Dios nos libre de estar como… ¿Alemania?

Ante la emergencia surgida por la baja en el suministro de gas natural por parte de Rusia, esta semana Alemania anunció que volverá a encender las plantas de carbón.

En 2011 cuando Alemania se erigió como el líder mundial de la transición energética hacia un mundo que opere con base en energías renovables, nadie pensó que 11 años después, el Energiewende (como llamó a esta ambiciosa iniciativa), se vería nublada por el contexto geopolítico relacionado con la alta dependencia que tienen la mayoría de los países de Europa por el gas ruso.

Ante la emergencia surgida por la baja en el suministro de gas natural por parte de Rusia, esta semana Alemania anunció que volverá a encender las plantas de carbón, que juró dejar atrás con el Energiewende, para poder satisfacer sus necesidades energéticas.

No obstante, la potencia mundial, líder de Europa, imponente economía y ejemplo de desarrollo, anunció además que tendrá que racionar entre sus habitantes el consumo de gas natural, pues hoy la mayoría del gas que consume proviene de Rusia, y solo una pequeña parte de Noruega.
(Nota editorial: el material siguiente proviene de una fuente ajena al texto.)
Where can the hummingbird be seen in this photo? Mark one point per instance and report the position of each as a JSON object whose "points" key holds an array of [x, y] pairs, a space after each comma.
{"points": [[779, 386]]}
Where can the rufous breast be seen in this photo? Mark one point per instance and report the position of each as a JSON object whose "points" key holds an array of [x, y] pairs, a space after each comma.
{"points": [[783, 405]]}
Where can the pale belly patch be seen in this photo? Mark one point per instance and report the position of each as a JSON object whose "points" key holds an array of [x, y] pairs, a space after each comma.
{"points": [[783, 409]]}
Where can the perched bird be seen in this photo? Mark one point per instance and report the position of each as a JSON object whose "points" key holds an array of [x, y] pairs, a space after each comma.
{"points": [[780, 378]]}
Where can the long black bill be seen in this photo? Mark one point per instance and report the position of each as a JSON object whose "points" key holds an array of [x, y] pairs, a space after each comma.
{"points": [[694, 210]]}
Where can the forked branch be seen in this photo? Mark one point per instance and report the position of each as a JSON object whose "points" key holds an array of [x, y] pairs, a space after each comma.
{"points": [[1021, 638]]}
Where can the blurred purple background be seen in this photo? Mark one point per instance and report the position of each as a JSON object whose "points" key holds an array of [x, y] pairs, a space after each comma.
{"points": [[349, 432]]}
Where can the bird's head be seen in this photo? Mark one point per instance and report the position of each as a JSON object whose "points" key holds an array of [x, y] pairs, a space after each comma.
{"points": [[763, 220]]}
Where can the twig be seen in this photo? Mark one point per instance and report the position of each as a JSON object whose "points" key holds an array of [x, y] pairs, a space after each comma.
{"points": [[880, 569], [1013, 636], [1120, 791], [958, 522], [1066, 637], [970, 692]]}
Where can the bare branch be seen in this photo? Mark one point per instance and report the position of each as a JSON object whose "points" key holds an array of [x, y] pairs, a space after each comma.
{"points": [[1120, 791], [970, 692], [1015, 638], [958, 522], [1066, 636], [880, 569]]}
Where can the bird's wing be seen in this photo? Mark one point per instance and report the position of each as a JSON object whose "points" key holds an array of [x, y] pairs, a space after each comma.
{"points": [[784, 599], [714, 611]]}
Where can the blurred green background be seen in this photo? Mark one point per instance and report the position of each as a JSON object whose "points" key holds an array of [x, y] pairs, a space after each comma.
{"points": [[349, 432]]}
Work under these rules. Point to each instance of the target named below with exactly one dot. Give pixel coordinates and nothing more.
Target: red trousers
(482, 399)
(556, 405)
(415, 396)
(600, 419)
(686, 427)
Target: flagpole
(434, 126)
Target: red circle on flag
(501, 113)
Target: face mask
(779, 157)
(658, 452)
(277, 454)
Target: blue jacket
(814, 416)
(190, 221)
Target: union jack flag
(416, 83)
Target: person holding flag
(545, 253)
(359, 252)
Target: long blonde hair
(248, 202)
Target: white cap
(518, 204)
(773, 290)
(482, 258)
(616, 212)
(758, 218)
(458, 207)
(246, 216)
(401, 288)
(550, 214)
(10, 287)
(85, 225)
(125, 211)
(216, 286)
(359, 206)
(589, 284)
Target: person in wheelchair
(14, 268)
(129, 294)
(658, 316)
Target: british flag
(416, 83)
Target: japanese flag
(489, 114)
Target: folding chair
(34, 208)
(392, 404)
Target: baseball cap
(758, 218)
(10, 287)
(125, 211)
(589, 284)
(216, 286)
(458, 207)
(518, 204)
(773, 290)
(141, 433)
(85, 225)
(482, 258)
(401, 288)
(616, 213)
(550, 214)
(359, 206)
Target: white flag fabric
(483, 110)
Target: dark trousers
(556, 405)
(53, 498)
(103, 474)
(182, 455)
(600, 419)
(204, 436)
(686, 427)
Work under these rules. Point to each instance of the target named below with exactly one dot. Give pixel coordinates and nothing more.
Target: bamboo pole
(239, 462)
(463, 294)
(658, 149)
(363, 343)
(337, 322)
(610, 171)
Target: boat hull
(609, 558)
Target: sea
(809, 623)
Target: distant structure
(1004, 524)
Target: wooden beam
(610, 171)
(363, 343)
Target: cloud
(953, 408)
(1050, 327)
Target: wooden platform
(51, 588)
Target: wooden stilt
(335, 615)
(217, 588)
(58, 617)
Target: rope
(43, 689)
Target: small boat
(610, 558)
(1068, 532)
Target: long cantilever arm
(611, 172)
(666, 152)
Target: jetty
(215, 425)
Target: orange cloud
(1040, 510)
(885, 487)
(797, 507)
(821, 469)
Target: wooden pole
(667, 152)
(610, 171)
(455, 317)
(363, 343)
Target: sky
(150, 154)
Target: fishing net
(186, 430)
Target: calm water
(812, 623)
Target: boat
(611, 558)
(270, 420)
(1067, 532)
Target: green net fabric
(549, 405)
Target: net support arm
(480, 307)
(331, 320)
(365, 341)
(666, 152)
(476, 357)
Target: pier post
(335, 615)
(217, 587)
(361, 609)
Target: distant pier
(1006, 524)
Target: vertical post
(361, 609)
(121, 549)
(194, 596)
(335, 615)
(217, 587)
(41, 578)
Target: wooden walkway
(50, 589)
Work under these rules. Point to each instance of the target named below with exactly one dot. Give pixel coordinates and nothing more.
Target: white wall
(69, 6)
Por más que quiso aclarar el contexto de la medida tomada por Alemania, y a la que se sumaron otros países, la Comisión Europea trató de matizar el anuncio, sin embargo, el mensaje era claro: energía a cualquier costo, y nadie los culpa.

Pero en todos lados se cuecen habas. A la par de la crisis alemana, Estados Unidos batalla para contener el precio de los combustibles.

Luego de haber solicitado que se investiguen las ganancias de las petroleras por la venta de gasolinas tan caras, y después de haber liberado reservas de un millón de barriles diarios para intentar suprimir el alza en el crudo, el presidente Joe Biden solicitó al Congreso que autorice eliminar los impuestos a la gasolina en todo el país, lo que aliviaría el precio de la gasolina unos cuantos centavos, luego de que en algunas gasolineras de Los Ángeles, el precio rebasara los 7 dólares por galón, más de 30 pesos por litro.

Así, las opciones para domar la gasolina se agotan. y a diferencia de México, Estados Unidos no tiene empresas estatales a través de las cuáles dirijan subsidios. A pesar de ser una nación autosuficiente en materia energética, su gobierno no tiene control sobre los recursos.

La apretada posición en la que se encuentran ambas potencias mundiales pone sobre la mesa la necesaria reflexión acerca de la riesgosa dependencia energética de otros países. ¿Qué tanto conviene a las naciones producir lo que consume su población?, a la luz de la situación de Alemania y Estados Unidos, no hay dudas de que la soberanía energética es más que un asunto de ideología.